An Easier, Less-Invasive Biopsy
Biopsies that require the removal of tissue samples are often associated with pain during and after the procedure, the potential for infection, the potential for scarring, required medication, anxiety, and the need for extended periods of time in the clinic.
Scans used for detection of cancer recurrences sometimes require intravenous medication, dietary changes prior to the test, significant time for the scanning process, and significant financial resources.
A liquid biopsy can circumvent many of these issues, as all that is required from the patient is a blood sample.
The cornerstone of cancer treatment has undergone a rapid and monumental shift toward targeting very specific molecular and genetic characteristics of cancer cells. Liquid biopsies can quickly identify these targets to determine which medications will be most effective in treating an individual’s cancer. They can also offer real-time monitoring of genetic changes in cancer cells that invariably occur over time. This innovation allows providers not only to move ahead with timely implementation of effective treatment according to identified genetic characteristics but also to avoid treatment that is not likely to be effective or to which the cancer cells have developed resistance.

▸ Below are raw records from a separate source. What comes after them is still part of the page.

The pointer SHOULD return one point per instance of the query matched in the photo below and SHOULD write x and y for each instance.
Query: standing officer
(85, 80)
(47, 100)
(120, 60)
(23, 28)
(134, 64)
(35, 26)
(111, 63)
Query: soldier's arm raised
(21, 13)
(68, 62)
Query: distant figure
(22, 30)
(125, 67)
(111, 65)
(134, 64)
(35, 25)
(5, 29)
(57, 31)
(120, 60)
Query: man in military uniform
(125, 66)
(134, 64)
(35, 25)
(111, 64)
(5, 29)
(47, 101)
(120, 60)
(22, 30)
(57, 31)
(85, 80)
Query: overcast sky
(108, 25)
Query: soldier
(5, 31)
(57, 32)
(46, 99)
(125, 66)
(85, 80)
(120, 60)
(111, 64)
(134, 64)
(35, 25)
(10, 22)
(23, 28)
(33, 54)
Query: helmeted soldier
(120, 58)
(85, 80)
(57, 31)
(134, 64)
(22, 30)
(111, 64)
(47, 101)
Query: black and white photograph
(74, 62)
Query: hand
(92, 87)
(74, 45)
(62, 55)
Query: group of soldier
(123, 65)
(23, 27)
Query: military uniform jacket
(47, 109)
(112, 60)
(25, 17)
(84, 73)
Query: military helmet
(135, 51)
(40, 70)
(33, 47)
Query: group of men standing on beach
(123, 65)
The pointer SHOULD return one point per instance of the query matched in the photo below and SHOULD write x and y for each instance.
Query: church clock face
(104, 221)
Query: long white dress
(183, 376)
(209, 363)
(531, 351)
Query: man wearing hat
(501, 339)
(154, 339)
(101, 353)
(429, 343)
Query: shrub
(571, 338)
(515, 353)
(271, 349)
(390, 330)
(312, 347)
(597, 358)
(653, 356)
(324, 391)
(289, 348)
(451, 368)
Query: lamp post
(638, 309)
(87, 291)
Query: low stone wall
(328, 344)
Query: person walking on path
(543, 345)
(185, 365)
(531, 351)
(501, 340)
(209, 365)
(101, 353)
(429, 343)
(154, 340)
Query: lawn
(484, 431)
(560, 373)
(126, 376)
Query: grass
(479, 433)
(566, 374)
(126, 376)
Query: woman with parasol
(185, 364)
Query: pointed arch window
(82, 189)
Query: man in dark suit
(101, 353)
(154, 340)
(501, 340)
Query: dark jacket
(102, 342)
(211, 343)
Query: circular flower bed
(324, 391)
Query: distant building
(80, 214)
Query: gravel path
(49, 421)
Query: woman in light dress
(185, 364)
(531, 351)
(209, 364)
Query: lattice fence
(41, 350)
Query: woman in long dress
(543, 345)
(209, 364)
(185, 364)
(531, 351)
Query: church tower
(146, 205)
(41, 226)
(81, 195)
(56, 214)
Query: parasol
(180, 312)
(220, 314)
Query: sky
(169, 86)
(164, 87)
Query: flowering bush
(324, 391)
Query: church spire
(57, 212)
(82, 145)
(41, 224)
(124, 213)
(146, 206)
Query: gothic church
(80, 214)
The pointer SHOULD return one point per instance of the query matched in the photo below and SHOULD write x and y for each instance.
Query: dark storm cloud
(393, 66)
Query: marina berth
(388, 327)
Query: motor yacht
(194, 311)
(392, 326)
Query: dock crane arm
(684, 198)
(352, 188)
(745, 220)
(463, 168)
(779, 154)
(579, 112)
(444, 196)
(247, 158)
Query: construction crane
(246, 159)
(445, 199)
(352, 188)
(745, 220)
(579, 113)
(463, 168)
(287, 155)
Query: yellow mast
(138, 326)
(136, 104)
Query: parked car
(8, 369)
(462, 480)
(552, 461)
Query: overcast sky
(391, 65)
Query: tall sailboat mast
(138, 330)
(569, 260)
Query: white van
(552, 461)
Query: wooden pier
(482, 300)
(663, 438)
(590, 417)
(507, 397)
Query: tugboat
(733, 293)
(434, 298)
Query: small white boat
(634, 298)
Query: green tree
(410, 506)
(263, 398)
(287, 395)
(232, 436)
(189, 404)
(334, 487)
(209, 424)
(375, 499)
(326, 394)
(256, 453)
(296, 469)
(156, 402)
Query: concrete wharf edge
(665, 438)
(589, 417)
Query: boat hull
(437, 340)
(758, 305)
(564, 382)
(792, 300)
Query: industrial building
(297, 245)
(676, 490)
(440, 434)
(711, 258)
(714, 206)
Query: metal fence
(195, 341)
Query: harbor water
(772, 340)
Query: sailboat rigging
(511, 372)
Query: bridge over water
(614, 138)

Furthermore, the use of liquid biopsy reduces burdensome time and financial commitments associated with scans, invasive biopsies, and other laboratory procedures; it can potentially identify earlier stages of initial cancers and sites of recurrences; and it does not carry the risk of pain, scarring, anxiety, additional medication, and potential for infection associated with other, earlier methods of biopsy.
Research is continuing to standardize liquid biopsies, as well as to expand the understanding of how the information obtained from liquid- biopsy samples can truly guide continuous treatment decisions for those affected by cancer.